Bayi dengan dehidrasi sedang hingga berat biasanya dirawat dengan cairan intravena di rumah sakit. Dokter anak dapat memutuskan untuk mengobati bayi yang ringan dehidrasi karena viral gastroenteritis di rumah dengan oralit.

Bayi yang diberi ASI atau susu formula harus terus menerima ASI selama fase rehidrasi penyakit mereka jika tidak dicegah dengan muntah. Selama, dan untuk waktu yang singkat setelah pulih dari viral gastroenteritis, bayi dapat laktosa intoleran karena kekurangan sementara enzim, laktase (yang diperlukan untuk mencerna laktosa dalam susu) di usus kecil. Pasien dengan intoleransi laktosa dapat mengembangkan memburuknya diare dan kram saat produk susu diperkenalkan. Oleh karena itu, setelah rehidrasi dengan oralit, formula bebas laktosa murni dan jus diencerkan direkomendasikan.

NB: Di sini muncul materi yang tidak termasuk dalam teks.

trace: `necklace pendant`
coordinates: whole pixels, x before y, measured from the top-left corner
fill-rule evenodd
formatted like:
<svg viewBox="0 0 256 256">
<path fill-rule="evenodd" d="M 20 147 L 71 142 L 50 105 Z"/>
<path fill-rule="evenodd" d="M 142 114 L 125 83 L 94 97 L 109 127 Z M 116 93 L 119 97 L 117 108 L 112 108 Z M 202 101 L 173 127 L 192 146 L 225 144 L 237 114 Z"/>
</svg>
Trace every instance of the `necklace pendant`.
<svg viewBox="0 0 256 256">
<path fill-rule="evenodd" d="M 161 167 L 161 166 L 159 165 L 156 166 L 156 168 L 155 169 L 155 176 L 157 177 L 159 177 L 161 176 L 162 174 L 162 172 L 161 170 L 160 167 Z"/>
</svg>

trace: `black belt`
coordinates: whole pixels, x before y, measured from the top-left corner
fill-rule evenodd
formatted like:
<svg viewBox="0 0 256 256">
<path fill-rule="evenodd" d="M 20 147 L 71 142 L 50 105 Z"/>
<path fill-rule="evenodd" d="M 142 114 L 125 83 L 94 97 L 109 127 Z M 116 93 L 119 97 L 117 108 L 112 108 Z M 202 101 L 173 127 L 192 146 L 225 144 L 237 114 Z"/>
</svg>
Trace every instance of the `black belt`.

Produk susu dapat meningkat secara bertahap setelah kondisi bayi membaik.

Anak yang lebih tua dan orang dewasa

Selama kasus ringan diare, jus buah yang diencerkan, minuman ringan yang mengandung gula, minuman olahraga seperti Gatorade, dan air dapat digunakan untuk mencegah dehidrasi. Kafein dan laktosa yang mengandung produk susu harus dihindari sementara karena dapat memperburuk diare, yang terakhir terutama pada individu dengan intoleransi laktosa sementara. Jika tidak ada mual dan muntah, makanan padat harus dilanjutkan. Makanan yang biasanya ditoleransi dengan baik selama penyakit diare termasuk beras, sereal, pisang, kentang, dan produk bebas laktosa.

ORS dapat digunakan untuk diare cukup parah yang disertai oleh dehidrasi pada anak-anak yang lebih dari 10 tahun dan pada orang dewasa. Solusi ini diberikan pada 50 ml kg lebih 4-6 jam untuk dehidrasi ringan atau 100 ml kg selama 6 jam untuk dehidrasi moderat.

Setelah rehidrasi, solusi oralit dapat digunakan untuk mempertahankan hidrasi pada 100 ml sampai 200 ml kg selama 24 jam sampai diare berhenti. Arah pada label solusi biasanya menyatakan jumlah yang sesuai. Setelah rehidrasi, anak-anak dan orang dewasa harus melanjutkan makanan padat secepat apapun mual dan muntah mereda. Makanan padat harus dimulai dengan nasi, sereal, pisang, kentang, dan produk lemak bebas laktosa dan rendah.